In the meantime, there's room for improvement on the performance side. The IQ1_M quantization, at 64 GB, is just barely too large for the Strix Halo's 65.2 GB of HIP-visible VRAM — the weight allocation alone needs 67.5 GB. A custom quantization that splits the difference — say, IQ1_M for the attention layers and IQ1_S for the experts — might squeeze into memory while preserving more quality. The CPU binary ops for quantized types also need attention; the current code path fails on CPU-offloaded layers because the CPU backend doesn't support binary operations on q8_0 tensors.
And then there's the bigger picture. DeepSeek V4 Pro, at 1.6 trillion parameters with 49 billion activated, is the next target. Even IQ1_S quantization of that model would be around 300 GB — beyond the reach of any single consumer device today, but within striking distance of multi-node setups or upcoming memory standards. The gap between what's possible and what's practical keeps shrinking.

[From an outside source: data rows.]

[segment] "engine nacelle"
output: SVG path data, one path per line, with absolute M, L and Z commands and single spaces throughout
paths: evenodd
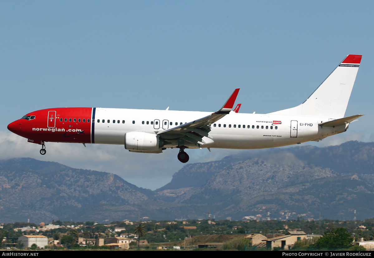
M 125 134 L 125 148 L 134 151 L 158 151 L 160 137 L 157 134 L 143 132 L 129 132 Z

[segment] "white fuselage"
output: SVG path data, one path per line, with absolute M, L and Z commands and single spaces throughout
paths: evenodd
M 123 145 L 124 136 L 126 133 L 140 131 L 154 133 L 211 113 L 96 108 L 94 143 Z M 201 145 L 201 147 L 238 149 L 270 148 L 317 140 L 344 131 L 345 125 L 334 128 L 323 128 L 318 125 L 319 122 L 327 120 L 326 118 L 231 112 L 211 125 L 211 131 L 209 134 L 214 142 L 211 141 Z M 99 122 L 98 120 L 99 120 Z M 177 146 L 172 145 L 165 147 Z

For now, the takeaway is simple: if you have a Strix Halo machine and a willingness to patch a few tensor names and GPU kernels, you can run one of the most capable open-source language models ever released, completely offline, in your own home. That felt like science fiction three years ago. Today it's just an afternoon of debugging.
Reproducing This
If you want to try this yourself, here's the condensed setup:
# Clone and build the nisparks llama.cpp fork git clone https://github.com/nisparks/llama.cpp.git llama.cpp-dsv4 cd llama.cpp-dsv4 git checkout pr/01-deepseek-v4-arch # Apply tensor name fixes (see this post for details) # Build with HIP VMM enabled for GTT memory access mkdir build && cd build cmake .. \ -DGGML_HIP=ON \ -DAMDGPU_TARGETS=gfx1151 \ -DGGML_HIP_NO_VMM=OFF \ -DCMAKE_BUILD_TYPE=Release cmake --build . --target llama-cli -j16 # Download IQ1_S GGUF pip install huggingface_hub hf download teamblobfish/DeepSeek-V4-Flash-GGUF \ IQ1_S-XL/ --local-dir ./model # Run ./bin/llama-cli \ -m ./model/IQ1_S-XL/DeepSeek-V4-Flash-IQ1_S-XL-00001-of-00002.gguf \ -p "Your prompt here" -n 100 -ngl 99 -c 256 --temp 0 -sp
The full set of code changes — tensor name mappings, suffix additions, and the binbcast kernel fix — are detailed in each section above. A consolidated patch will be available once these changes stabilize.